Davacı taraf, davalı …’ya genel kredi sözleşmesi kapsamında kredi kullandırdığını, diğer davalı …’nın da bu krediden doğan borçlara kefil olduğunu, kredi borcunun ödenmemesi nedeniyle hesabın kat edildiğini, davalıların kredi borcunun ödenmesinden sorumlu olduklarını iddia ederek itirazın iptalini talep etmiştir. Davalılar, davacı tarafından usulüne uygun olarak hesap kat ihtarnamesinin tebliğ edilmediğini, temerrüte düşmediklerini, davalı …’nın kredi sözleşmesine taraf olmadığını ve bu nedenle borçtan sorumlu tutulamayacağını, faiz oranlarının fahiş olduğunu, davanın reddinin gerektiğini savunmuştur.
Yargılama sırasında görevsiz mahkemece alınan bilirkişi raporunun incelenmesinde, raporun hüküm kurmaya elverişli ve denetime açık olduğu anlaşılmıştır. Görevsiz mahkemece yapılan usuli işlemlerin, usul ekonomisi gereğince geçerli kabul edileceği hususu dikkate alınarak söz konusu rapor hükme esas alınmıştır.
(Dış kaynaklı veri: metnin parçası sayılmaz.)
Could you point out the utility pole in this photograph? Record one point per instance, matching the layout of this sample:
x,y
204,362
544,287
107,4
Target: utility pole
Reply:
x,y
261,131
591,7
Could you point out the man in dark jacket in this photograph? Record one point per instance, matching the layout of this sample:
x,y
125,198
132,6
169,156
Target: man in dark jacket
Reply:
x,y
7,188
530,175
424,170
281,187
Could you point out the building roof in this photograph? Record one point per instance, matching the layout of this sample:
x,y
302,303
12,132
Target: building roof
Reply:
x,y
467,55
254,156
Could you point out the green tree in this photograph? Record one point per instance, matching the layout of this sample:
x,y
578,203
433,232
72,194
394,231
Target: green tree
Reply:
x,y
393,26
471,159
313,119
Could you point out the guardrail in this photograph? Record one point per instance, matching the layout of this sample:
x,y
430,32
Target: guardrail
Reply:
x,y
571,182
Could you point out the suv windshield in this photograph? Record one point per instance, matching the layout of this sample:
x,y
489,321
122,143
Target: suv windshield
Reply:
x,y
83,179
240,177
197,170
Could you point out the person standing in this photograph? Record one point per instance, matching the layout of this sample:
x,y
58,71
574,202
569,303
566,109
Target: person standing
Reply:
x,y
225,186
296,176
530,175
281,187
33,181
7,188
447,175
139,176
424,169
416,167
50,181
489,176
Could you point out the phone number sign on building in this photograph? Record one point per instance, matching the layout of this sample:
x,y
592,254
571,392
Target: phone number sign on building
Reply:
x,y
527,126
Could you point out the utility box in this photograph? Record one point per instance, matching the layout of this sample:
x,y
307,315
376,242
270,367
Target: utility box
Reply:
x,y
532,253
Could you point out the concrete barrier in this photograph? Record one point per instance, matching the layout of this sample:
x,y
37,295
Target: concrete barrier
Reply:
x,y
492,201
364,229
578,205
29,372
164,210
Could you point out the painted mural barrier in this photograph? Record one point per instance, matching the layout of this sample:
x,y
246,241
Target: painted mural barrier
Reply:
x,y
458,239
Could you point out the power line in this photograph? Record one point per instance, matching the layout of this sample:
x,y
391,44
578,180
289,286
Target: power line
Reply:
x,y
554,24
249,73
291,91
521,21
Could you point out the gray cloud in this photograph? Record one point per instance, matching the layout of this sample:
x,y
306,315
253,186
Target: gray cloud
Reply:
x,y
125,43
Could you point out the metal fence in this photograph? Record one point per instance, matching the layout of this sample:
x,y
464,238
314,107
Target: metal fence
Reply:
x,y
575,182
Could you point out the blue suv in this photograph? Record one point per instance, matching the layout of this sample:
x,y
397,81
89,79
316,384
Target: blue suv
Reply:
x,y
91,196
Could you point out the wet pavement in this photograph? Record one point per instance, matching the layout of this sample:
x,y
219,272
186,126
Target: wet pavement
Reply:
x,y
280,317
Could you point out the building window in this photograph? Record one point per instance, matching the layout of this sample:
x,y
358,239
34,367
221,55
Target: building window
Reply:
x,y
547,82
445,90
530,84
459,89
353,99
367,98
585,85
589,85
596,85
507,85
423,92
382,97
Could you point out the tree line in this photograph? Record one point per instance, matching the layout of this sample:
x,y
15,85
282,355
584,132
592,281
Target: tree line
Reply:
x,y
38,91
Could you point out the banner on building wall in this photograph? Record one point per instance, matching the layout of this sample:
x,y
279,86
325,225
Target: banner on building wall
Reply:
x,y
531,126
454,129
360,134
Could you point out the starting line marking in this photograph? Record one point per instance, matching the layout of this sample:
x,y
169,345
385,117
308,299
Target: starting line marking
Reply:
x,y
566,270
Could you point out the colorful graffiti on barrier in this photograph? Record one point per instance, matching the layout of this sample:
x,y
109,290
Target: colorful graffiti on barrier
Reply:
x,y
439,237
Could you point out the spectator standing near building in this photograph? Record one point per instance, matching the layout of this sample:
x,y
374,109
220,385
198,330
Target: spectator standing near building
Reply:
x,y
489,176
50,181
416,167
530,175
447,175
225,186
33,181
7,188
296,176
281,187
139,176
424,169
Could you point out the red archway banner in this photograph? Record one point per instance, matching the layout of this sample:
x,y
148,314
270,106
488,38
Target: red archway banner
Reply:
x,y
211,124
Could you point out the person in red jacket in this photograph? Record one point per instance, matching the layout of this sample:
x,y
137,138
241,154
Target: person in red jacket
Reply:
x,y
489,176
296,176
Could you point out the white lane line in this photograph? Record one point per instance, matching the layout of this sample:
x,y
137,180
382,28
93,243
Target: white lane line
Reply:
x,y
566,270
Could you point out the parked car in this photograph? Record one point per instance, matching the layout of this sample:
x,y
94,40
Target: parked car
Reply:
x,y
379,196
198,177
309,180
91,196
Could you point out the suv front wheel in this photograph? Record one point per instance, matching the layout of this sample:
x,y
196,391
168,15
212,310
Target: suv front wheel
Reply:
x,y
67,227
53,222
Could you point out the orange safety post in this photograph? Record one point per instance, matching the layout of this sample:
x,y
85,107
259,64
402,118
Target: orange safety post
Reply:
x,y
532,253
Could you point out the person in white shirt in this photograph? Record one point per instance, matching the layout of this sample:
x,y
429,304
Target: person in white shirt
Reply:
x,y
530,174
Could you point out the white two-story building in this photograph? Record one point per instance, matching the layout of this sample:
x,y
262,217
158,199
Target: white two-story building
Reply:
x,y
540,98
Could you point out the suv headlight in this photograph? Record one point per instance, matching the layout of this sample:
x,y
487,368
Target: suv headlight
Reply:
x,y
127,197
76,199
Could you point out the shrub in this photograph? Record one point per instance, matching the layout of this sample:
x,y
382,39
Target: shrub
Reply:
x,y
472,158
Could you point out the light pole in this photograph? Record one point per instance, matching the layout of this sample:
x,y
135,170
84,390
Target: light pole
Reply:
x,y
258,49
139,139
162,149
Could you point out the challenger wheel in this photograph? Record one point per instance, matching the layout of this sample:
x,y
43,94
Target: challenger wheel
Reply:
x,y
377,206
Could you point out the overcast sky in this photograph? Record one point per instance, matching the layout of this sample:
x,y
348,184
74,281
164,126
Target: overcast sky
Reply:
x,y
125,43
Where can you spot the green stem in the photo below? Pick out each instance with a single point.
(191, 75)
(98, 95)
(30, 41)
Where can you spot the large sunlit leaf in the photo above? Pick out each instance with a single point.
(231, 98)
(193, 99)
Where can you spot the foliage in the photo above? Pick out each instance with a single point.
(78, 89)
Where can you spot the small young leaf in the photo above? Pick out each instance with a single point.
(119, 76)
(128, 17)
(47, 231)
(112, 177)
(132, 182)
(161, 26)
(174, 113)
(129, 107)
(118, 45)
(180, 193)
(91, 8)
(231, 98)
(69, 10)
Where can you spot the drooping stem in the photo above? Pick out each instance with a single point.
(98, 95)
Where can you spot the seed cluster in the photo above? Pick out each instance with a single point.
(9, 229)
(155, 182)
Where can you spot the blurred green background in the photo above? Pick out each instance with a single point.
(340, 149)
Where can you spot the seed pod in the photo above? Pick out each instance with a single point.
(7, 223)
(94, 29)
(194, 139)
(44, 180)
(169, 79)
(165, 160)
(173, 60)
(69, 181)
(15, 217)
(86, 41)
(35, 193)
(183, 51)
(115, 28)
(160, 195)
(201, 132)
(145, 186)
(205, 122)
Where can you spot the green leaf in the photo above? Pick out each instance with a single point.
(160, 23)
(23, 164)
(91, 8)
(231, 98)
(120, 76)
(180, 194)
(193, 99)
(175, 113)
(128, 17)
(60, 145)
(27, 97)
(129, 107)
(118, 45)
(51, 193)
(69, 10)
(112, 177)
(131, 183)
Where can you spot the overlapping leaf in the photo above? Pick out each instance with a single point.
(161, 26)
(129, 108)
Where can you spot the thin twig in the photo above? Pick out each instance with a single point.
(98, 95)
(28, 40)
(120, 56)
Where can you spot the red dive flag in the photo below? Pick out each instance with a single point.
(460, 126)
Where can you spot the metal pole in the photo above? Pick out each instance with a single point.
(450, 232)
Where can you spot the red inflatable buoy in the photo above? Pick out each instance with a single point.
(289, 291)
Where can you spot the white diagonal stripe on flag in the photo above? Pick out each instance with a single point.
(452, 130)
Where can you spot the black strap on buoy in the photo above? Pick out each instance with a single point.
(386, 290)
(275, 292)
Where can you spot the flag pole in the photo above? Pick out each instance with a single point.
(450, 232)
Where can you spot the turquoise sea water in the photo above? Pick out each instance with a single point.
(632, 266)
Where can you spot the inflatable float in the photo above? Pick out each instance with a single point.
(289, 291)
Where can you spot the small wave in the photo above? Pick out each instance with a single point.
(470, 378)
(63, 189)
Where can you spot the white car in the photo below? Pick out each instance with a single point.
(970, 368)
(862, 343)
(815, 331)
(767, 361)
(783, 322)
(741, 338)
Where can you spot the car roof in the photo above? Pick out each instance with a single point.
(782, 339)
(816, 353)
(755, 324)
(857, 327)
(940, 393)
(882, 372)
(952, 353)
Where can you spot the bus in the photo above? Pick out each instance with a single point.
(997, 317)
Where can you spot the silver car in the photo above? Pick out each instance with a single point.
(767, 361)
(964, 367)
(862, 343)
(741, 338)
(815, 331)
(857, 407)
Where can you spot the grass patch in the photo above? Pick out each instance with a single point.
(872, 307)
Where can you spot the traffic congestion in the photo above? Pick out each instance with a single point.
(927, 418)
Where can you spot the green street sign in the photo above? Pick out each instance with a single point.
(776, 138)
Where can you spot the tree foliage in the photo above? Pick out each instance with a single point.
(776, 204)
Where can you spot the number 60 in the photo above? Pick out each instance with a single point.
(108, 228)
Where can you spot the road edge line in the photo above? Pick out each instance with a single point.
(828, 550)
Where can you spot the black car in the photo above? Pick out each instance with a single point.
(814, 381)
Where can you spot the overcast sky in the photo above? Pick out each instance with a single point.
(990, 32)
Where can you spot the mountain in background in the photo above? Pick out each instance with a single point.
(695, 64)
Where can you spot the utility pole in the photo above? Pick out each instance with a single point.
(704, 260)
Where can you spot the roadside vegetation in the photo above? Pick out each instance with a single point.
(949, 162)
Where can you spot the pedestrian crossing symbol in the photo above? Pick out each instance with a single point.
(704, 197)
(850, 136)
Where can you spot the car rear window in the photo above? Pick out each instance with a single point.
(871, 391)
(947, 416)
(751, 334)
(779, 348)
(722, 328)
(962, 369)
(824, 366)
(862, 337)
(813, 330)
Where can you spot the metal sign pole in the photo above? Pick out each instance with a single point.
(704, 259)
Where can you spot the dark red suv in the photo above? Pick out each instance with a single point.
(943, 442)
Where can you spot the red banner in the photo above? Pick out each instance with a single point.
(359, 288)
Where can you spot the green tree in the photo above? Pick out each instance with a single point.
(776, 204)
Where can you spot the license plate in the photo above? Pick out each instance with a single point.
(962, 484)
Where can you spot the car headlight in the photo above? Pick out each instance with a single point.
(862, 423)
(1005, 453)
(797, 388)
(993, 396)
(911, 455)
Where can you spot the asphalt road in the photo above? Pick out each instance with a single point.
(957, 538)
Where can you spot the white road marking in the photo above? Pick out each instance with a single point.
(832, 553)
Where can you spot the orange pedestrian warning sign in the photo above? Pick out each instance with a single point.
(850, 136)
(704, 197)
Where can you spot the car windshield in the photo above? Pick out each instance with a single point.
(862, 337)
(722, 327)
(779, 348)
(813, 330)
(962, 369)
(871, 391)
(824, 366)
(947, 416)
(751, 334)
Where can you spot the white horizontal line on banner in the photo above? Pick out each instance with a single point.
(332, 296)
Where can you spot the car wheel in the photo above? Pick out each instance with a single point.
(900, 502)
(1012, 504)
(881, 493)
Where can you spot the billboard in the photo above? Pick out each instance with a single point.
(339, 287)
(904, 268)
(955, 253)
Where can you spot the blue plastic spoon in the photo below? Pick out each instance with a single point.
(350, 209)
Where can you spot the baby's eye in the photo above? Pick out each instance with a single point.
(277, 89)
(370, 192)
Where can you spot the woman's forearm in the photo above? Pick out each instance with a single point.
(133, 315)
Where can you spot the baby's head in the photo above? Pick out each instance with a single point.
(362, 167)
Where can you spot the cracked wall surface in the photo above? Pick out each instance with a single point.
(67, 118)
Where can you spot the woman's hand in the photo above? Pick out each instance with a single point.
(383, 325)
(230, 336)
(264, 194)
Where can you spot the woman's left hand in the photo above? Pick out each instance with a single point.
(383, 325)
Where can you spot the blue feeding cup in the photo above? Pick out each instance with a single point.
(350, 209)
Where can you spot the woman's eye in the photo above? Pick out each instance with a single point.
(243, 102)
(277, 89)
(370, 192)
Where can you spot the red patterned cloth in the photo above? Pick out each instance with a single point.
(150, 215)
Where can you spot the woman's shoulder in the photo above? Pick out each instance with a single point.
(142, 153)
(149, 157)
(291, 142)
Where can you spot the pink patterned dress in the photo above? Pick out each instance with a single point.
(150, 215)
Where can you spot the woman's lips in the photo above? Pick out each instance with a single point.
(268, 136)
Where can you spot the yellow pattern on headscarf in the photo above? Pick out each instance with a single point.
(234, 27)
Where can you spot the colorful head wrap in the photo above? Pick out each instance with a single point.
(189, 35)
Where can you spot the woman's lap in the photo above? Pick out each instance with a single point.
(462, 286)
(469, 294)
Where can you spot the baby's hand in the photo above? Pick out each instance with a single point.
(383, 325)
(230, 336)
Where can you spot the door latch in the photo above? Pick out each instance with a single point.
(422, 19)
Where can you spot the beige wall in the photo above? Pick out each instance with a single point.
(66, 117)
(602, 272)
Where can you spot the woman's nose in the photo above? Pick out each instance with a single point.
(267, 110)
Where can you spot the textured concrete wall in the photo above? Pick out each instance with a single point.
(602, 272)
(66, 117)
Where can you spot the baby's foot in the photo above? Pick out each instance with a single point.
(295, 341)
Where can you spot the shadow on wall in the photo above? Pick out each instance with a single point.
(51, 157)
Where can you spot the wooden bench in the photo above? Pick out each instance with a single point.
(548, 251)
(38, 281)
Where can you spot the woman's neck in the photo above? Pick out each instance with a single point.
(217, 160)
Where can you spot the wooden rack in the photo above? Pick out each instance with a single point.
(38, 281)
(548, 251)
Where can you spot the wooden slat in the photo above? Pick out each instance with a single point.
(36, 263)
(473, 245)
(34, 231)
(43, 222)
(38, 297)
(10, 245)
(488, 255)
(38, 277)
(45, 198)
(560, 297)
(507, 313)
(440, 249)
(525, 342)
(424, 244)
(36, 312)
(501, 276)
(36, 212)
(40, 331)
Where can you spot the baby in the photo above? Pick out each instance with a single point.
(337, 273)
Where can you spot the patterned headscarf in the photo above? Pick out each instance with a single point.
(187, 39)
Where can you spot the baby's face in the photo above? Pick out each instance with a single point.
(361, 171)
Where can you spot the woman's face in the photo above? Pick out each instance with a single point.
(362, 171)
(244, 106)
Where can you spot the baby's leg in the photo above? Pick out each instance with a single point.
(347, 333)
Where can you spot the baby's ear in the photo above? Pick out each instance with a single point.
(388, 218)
Davalıların itirazlarının değerlendirilmesi ve uyuşmazlığın çözümlenmesi için; dava konusu genel kredi sözleşmesinin ve kefalet sözleşmesinin irdelenmesi gerekmektedir. Dosya kapsamındaki delillere göre mahkememizce yapılan değerlendirmelerde; davacı taraf ile davalı … arasında 25.05.2016 tarihinde genel kredi sözleşmesi akdedildiği, genel kredi sözleşmesinin 10.02 maddesinde ihtarnamelerin sözleşmede belirtilen adrese yapılacağının kararlaştırıldığı, adres değişikliği halinde kredi kullananın 5 gün içerisinde bankaya bildirme yükümlülüğü içerisinde olduğu, bu bildirimin yapılmaması halinde sözleşmede belirtilen adresin kanuni ikametgah sayılacağının kararlaştırıldığı, sözleşmenin 10.08 maddesinde herhangi bir uyuşmazlık halinde Banka defter ve kayıtlarının HMK m.193 gereğince delil olarak kabul edileceğinin kararlaştırıldığı, davalı … ile akdedilen Kefalet Sözleşmesinde davalı … tarafından kullanılan 25.05.2016 tarihli genel kredi sözleşmelerine ilişkin olarak kefil olunduğuna dair düzenleme olduğu, kefaletin TBK m.583 ve m.584’de belirtilen geçerlilik şartlara uygun olduğu, uygulanacak temerrüt faiz oranının sözleşmenin 9.02 maddesinde, banka tarafından ödünç para mevzuatına uygulanan en yüksek kredi faiz oranına, bu oranın %50’sinin eklenmesi suretiyle bulunacak oran olarak kararlaştırıldığı, somut olayda bankaca krediye uygulanan yıllık %17,88 akdi faiz oranına %50 eklenerek %26,82 oranında temerrüt faizi uygulandığı, uygulanan temerrüt faiz oranının sözleşmeye uygun olduğu kanaatine varıldığından davalıların itirazları yerinde görülmemiştir.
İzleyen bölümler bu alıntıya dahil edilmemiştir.